Skip to main content

File Descriptors

After running the code in the "File Handlers" section, you saw that open() returns a number. This number is a file descriptor. Run the code above multiple times. You'll always get file descriptor 3. We can already tell these numbers have some meaning and aren't just some seemingly random numbers, like PIDs were.

You've most likely used file descriptors before without knowing. Remember the following concepts:

  • stdin (standard input)
  • stdout (standard output)
  • stderr (standard error)

When you wanted to run a shell command and ignore its errors, you wrote something like:

student@os:~$ ls 2> /dev/null

The command above uses 2> /dev/null to redirect stderr to /dev/null.

Quiz

Good, so we know that stderr is file descriptor 2. The code in support/file-descriptors/open_directory.c opened the directory as file descriptor 3. So what are file descriptors 0 and 1? They are stdin and stdout, respectively.

Now we know that the basic I/O streams of a process correspond to specific file descriptors.
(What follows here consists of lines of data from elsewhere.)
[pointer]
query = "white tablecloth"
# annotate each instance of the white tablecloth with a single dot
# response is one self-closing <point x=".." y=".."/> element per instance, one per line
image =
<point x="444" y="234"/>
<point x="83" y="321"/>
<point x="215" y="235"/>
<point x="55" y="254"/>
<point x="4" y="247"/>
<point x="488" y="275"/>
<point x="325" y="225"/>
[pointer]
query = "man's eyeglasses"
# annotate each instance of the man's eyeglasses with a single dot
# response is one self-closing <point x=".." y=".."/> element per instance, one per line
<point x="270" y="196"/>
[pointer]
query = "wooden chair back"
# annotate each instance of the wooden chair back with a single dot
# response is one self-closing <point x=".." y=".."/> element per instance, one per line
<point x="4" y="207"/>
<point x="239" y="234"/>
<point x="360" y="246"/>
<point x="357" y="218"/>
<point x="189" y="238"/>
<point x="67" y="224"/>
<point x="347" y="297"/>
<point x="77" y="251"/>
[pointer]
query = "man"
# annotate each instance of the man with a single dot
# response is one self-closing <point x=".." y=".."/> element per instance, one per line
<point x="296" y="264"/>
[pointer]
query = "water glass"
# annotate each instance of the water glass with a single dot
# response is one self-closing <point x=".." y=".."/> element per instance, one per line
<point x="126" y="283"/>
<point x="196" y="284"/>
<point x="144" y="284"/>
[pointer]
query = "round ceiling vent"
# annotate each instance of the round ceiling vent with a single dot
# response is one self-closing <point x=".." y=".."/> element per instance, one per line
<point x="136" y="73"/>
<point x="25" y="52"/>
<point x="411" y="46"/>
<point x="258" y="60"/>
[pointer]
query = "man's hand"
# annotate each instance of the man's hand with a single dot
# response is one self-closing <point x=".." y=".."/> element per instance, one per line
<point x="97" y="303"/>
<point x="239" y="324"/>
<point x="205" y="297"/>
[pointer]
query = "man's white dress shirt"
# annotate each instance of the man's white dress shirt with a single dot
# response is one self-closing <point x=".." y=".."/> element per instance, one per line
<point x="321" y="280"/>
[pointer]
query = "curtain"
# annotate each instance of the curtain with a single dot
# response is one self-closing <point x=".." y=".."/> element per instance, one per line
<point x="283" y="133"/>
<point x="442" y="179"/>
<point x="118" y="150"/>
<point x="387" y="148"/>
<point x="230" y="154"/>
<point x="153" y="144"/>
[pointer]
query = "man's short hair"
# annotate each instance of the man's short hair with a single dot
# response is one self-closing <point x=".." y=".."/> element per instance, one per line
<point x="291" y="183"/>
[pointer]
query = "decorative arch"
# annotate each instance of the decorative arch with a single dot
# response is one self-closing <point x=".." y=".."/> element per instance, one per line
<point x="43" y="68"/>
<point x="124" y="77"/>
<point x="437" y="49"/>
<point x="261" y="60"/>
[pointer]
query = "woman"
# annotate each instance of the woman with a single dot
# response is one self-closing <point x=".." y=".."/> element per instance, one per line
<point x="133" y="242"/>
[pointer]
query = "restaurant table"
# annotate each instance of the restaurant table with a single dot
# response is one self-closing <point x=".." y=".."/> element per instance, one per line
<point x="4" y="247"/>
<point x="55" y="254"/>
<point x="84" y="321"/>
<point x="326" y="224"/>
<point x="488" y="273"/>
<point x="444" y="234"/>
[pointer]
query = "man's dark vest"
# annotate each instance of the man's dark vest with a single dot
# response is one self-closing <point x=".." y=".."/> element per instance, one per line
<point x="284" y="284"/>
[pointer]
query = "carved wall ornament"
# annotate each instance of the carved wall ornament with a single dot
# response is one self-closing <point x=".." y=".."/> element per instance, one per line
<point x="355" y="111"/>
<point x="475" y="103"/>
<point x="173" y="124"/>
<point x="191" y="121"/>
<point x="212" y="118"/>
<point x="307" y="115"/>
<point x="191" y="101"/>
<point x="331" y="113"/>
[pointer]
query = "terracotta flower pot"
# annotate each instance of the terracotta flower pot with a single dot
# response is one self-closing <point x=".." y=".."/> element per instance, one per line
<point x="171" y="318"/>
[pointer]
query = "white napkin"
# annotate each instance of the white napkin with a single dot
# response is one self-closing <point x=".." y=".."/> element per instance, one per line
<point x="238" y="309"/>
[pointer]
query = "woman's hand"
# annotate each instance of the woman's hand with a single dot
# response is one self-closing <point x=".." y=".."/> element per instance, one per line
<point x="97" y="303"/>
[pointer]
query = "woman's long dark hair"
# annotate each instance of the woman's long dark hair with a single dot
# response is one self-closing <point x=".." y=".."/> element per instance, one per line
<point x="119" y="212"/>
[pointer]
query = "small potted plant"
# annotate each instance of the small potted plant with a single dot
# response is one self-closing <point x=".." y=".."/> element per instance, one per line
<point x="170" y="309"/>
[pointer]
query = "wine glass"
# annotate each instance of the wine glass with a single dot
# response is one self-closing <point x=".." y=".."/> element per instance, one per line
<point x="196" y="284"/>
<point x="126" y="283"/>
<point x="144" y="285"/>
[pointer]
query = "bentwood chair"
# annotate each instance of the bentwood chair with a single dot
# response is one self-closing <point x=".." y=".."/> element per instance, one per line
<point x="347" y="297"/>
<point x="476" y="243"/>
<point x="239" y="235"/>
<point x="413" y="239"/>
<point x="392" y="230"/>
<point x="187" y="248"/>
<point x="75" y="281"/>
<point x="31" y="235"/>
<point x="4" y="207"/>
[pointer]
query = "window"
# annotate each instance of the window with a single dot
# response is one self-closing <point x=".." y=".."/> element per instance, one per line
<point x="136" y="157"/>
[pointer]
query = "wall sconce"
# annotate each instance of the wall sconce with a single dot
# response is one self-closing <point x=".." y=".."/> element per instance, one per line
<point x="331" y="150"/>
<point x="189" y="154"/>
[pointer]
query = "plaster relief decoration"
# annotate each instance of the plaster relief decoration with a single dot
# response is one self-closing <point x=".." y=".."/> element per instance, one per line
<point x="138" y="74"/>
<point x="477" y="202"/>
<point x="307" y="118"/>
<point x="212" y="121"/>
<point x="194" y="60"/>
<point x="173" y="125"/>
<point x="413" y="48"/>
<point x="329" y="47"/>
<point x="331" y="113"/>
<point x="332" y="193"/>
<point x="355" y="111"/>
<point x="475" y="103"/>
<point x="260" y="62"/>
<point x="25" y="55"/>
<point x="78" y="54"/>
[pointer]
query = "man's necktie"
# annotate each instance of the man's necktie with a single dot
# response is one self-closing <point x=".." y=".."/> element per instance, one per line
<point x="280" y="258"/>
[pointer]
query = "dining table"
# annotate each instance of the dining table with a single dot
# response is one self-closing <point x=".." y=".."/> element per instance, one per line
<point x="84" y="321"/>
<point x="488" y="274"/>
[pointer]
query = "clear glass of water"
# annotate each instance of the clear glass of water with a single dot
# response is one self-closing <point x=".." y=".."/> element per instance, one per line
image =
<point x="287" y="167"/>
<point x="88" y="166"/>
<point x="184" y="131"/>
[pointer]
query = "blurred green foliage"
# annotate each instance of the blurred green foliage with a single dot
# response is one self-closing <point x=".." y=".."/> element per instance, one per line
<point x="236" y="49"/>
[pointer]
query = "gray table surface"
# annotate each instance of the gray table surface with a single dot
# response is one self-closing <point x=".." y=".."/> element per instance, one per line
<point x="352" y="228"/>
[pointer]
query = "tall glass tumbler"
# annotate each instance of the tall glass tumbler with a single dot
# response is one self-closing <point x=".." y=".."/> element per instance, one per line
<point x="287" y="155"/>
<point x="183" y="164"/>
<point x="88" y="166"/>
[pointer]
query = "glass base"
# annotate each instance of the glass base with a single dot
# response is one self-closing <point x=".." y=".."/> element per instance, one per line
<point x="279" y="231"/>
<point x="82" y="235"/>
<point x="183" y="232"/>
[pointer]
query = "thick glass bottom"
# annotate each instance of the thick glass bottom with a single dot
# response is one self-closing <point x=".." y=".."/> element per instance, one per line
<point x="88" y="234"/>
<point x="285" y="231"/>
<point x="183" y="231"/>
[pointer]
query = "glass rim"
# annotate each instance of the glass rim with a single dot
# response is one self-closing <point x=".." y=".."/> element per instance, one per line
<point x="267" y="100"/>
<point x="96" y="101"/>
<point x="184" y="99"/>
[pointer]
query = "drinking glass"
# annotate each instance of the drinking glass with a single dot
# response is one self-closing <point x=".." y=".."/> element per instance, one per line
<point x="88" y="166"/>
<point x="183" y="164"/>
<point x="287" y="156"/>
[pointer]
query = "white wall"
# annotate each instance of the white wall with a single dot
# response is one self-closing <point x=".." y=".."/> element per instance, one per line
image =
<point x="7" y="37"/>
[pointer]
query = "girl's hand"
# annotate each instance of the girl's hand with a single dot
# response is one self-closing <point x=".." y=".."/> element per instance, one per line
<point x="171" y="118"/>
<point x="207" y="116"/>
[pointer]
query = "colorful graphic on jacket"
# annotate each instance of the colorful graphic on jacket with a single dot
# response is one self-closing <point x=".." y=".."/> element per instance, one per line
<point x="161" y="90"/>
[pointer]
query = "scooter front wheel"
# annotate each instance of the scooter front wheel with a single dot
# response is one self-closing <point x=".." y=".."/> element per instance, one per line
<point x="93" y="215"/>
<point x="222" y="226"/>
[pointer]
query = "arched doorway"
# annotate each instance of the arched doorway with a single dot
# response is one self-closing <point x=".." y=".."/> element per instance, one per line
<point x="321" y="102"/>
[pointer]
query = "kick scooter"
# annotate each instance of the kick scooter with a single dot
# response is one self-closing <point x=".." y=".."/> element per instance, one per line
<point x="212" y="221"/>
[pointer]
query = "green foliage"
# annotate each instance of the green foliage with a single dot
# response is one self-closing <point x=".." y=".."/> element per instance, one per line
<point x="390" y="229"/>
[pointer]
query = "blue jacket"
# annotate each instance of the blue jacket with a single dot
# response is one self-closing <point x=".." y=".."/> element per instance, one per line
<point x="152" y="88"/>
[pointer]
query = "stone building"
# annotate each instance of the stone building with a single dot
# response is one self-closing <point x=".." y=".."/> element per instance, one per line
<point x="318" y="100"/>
But what is a file descriptor exactly? From the application's point of view, it is a positive integer acting as a unique identifier for an I/O channel, such as a file. To the operating system, a file descriptor is an index. Each process has what's called a file descriptor table, which is just a fancy name for an array of pointers. A file descriptor is an index in this array. Each element in this array points towards a structure in the kernel's memory that represents an I/O resource. This structure is called the open file structure.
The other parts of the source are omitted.